「血が騒いだ」福岡ラーメン大御所師弟が復活させた人気店の味

 福岡ラーメン界の大御所2人が厨房(ちゅうぼう)に立つラーメン店が話題となっている。福岡市城南区東油山のふぐ割烹(かっぽう)「油山山荘」の料理長、渡辺健さん(73)が、かつて営んでいた人気ラーメン店「丸八」を敷地内に復活させた。支えるのは渡辺さんの弟子で福岡の老舗「名島亭」創業者の城戸修さん(70)だ。

 格付け本「ミシュラン」で二つ星を獲得した油山山荘で腕を振るう渡辺さんは、大のラーメン好きでもある。割烹を営みながら1989年に同市博多区で丸八を開業。

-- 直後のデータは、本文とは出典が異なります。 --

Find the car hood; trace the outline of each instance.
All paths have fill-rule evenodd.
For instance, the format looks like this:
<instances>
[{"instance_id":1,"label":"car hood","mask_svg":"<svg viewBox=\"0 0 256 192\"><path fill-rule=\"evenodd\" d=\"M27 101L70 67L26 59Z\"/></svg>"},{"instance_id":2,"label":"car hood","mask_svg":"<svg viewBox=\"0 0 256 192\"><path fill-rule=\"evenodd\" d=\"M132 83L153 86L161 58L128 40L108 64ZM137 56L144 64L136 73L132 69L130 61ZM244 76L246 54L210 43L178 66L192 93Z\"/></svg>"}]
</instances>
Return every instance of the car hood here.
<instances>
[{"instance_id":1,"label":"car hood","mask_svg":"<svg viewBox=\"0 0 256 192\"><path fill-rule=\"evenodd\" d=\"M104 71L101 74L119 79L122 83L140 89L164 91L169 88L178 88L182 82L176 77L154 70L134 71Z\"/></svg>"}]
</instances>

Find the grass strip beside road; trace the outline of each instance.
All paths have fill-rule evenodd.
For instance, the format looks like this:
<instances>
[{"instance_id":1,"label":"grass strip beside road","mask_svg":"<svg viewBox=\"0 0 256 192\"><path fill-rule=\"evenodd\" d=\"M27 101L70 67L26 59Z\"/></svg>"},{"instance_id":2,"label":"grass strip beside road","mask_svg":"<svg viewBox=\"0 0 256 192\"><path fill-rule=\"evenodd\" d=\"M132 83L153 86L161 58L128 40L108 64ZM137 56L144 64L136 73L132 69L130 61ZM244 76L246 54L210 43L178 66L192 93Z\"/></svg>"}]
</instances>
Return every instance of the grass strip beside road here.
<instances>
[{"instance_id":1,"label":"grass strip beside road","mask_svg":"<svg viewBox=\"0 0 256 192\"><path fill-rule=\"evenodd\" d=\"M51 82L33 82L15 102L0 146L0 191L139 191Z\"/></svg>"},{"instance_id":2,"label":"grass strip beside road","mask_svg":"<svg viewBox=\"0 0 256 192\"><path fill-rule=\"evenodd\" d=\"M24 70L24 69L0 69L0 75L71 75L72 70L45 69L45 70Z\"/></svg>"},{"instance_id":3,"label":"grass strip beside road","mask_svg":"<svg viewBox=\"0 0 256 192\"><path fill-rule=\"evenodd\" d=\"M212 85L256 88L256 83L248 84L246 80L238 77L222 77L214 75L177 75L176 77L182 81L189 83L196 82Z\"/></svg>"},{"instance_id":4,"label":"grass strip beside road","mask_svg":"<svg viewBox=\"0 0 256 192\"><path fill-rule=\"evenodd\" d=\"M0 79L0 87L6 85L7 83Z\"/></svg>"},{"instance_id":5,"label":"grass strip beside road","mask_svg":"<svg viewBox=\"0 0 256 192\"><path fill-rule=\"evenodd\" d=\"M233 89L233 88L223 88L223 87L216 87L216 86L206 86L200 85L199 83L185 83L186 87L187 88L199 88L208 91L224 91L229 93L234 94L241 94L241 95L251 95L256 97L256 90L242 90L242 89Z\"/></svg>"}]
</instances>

久留米ラーメンの作り方を基本にした濃厚な味が評判となったが、客が相次ぎ、手が回らなくなり店を閉じていた。

 再開のきっかけは一昨年夏。コロナ禍で割烹が休業を強いられる中、昼のみラーメンを提供したこと。ひと夏だけの予定だったが、「ラーメン好きの血が騒いでしまってね」。

 実は反省点があった。ふぐ用の厨房では火力やこんろ数が足りない。完璧を目指そうと、割烹の宿泊場所を店舗に改装し、ラーメン専用の厨房設備も新設。今年1月に丸八を復活させた。とはいえ、夜は割烹の仕事が待つ。ふぐとラーメンを両立するために城戸さんの助けを借りることにした。

 長浜系の店で修業した城戸さんは「一風堂」創業者、河原成美さん(69)の兄弟子として知られる。その一方で、87年の独立後には「久留米系のつくり方も勉強したい」と渡辺さんに弟子入り。渡辺さんとは「先生」と「名島」と呼び合う仲で、ずっと交流が続いていた。「ラーメンを復活させたいという先生の気持ちは分かっていた。今回はぼくがけしかけた面もありますよ」と城戸さんは笑う。

 名島亭ののれんは河原さんが経営する会社のグループに譲った。それでも“生涯ラーメン職人”を貫く城戸さんは「人生最後の仕事にこの現場を選んだ。先生を下支えしたい」と意気込む。隣の渡辺さんは昔の感覚がよみがえってきているようだ。「思い通りの味になってきた。山荘の雰囲気の中、ゆったりとラーメンをどうぞ」

 経験も、味もずっしり濃厚な一杯を準備している。